Coronavirus das sagt die Kinderärztin

Coronavirus: Das sagt die Kinderärztin

Eigentlich würde ich jetzt gerne darüber schreiben, dass ich am Wochenende mit meinen Freundinnen in die Therme fahre und wir uns auf eine tolle Mama-Auszeit freuen. Eigentlich ist jetzt aber alles anders. Die Unis und die Fachhochschulen werden gesperrt, Veranstaltungen abgesagt, die Schulen folgen wahrscheinlich und wir stehen vor einer noch nie dagewesenen Situation. Was sagt unsere Kinderärztin dazu und was ist zu beachten?

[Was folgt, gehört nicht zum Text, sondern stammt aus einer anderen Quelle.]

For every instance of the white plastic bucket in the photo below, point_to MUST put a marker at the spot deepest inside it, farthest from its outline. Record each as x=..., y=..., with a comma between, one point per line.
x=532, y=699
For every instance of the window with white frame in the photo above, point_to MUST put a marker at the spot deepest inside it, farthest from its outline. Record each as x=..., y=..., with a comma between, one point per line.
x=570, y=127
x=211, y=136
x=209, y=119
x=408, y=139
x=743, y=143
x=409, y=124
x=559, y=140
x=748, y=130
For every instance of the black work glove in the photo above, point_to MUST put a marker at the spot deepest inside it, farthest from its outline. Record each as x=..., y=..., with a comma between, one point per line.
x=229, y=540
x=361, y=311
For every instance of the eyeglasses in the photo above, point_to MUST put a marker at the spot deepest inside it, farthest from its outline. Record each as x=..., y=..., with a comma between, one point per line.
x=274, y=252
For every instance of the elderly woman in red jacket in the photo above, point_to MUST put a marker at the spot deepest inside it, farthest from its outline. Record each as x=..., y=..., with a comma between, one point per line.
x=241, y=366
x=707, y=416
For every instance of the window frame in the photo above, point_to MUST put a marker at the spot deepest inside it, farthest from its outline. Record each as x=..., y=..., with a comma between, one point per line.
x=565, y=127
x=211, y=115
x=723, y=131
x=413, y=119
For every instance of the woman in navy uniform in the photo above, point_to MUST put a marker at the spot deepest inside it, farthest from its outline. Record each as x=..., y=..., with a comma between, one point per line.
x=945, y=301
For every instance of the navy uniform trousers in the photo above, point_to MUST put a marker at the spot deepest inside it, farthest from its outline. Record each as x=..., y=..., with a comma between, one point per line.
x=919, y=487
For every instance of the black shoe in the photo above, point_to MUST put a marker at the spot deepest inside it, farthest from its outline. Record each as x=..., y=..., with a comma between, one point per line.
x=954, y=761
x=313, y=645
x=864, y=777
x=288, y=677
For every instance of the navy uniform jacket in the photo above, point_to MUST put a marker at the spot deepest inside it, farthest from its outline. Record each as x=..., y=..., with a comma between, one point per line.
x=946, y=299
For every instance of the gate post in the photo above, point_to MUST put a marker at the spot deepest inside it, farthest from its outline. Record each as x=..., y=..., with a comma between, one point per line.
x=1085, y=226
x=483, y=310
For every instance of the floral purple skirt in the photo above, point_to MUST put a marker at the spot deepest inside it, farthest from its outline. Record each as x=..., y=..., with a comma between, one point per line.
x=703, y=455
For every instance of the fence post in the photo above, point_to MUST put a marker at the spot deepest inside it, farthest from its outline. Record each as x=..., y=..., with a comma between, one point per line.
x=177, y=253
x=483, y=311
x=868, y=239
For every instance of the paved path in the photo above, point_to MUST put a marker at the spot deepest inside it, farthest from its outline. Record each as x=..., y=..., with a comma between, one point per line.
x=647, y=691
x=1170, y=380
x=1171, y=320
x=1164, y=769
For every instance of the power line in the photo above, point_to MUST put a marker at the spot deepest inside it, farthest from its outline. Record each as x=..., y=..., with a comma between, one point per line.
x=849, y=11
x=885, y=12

Coronavirus – das sagt die Kinderärztin!

„Wichtig ist, dass wir nicht panisch werden, die Situation jedoch ernst nehmen“, sagt Dr. Pia Will, meine liebe Freundin und Kinderärztin. „Man weiß bisher zu wenig über das Virus, bekannt ist aber, dass Kinder oft kaum oder keine Symptome zeigen“, so Pia. Das Riskante: Sie können theoretisch nur leicht verkühlt sein und dennoch übertragen. „Wir sollten derzeit darauf achten, dass die Kinder wenig Kontakt zu älteren und immunschwachen Personen haben“, so die Expertin.

Die Symptome

„Die Symptome sind grippeähnlich und werden auch so behandelt. Bei Unklarheiten bitte nicht in die Ordination sondern den Notruf 1450 oder die Kinderärztin anrufen“, erklärt Pia und fügt hinzu: „Wir müssen trotzdem derzeit die Kirche im Dorf lassen. Bei diesen Symptomen ist es im Moment noch viel viel wahrscheinlicher, dass es sich um die normale Grippe handelt. Sie ist zur Zeit weitaus häufiger vertreten.“

Was kann vorbeugend gemacht werden?

„Wie bei so vielen Infektionen gilt, Stress vermeiden, viel Schlaf, Frischluft und gesunde Ernährung“, erklärt Pia.

Weiters schlägt sie – wie auch oft kommuniziert – folgende Maßnahmen vor:

  • Menschenansammlungen meiden
  • Krisengebiete meiden
  • Hände waschen – die Kinder sollen „Happy Birthday“ dabei singen
  • Papiertaschentücher
  • In die Armbeuge niesen
  • Händeschütteln und Küssen vermeiden
  • Abstand halten

 

„Panik hat jetzt keinen Sinn, dennoch müssen wir wachsam sein“, so Pia.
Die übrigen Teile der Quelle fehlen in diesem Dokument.